This evening, Bostonist will gather around the family television set with the Mrs. and the Toddler, hot tea by our sides and our trusty Bible close at hand, to listen to the warm words of wisdom bestowed upon us by our dear, gentle leader. And then we'll hit the sauce. Yes, tonight President Bush does his annual star turn, delivering the State of the Union address to Congress. Events like this can be sobering, especially for lefties like Bostonist in corners of the country forgotten by the party in power. So we turn to drink.

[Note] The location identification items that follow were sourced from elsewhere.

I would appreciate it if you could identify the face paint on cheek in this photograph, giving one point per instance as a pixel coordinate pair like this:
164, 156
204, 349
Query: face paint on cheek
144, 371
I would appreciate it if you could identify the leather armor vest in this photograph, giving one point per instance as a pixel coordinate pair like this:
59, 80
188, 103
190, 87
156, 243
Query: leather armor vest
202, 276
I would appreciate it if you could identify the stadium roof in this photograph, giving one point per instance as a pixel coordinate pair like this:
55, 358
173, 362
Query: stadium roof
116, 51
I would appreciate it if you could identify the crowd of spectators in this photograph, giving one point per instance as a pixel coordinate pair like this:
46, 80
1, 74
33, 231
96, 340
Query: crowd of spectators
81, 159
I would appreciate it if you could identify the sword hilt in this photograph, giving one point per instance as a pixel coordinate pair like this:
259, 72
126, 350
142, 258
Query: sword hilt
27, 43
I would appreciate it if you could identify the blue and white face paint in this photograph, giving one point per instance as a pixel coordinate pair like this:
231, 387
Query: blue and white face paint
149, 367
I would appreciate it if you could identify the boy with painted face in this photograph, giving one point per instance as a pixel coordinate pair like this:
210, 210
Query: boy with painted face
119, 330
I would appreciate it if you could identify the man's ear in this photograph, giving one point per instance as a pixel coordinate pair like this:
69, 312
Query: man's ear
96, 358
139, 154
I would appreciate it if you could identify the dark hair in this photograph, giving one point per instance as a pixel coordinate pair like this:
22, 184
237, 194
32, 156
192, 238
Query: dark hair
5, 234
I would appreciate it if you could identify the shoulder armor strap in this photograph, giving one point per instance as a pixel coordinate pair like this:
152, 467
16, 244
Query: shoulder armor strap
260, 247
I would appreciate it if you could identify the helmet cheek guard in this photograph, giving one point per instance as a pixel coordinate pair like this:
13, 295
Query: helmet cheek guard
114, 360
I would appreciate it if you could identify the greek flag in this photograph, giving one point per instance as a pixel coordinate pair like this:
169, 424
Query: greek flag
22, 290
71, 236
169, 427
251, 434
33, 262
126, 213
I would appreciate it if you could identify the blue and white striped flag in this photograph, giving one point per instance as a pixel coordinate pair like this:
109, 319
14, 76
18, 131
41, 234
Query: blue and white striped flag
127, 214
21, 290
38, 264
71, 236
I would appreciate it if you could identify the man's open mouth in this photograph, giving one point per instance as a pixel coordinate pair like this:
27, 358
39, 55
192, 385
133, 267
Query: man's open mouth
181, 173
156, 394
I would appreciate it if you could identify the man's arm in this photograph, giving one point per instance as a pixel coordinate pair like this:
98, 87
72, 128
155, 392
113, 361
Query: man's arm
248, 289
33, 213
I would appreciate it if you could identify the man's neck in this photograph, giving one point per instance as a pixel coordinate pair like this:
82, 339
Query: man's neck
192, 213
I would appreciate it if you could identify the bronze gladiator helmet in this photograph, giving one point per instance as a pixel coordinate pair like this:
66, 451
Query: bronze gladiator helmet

Drinking games based on the State of the Union address abound on the internet. Bostonist can't say that we have a favorite because (a) we tend not to ritualize our drinking, preferring to integrate it into everyday activities rather than make it an activity in itself, and (b) we may end up relinquishing our most basic liberties to the President, but the only way he'll exercise any control over our right to booze is when he pries the plastic party cup from our cold, dead fingers. Nevertheless, we'll offer a few local additions to your drinking game repertoire, just to make your SOTU party thoroughly Mass-tacular. So if any of the following things occurs during the speech, take a nice, healthy swig from that generous mug of bourbon you've poured yourself:
- Ted Kennedy's grim, clenched-jaw visage fills the television screen
- Justice Breyer (of Marlboro, Mass!) is shown, placid and with eyes half-closed, as always
- Mitt Romney is seen in the audience (even if it's just his hair peeking up from behind whoever's in front of him)
- The President mentions gay marriage, even obliquely (e.g. "strengthening the family")
- The President mentions Massachusetts (if this happens, ditch the cup and drink steadily from the bottle until it is empty)
Cheers!
Photo: George W. Bush and his father during a rare trip to the Northeast (New Haven, 1947).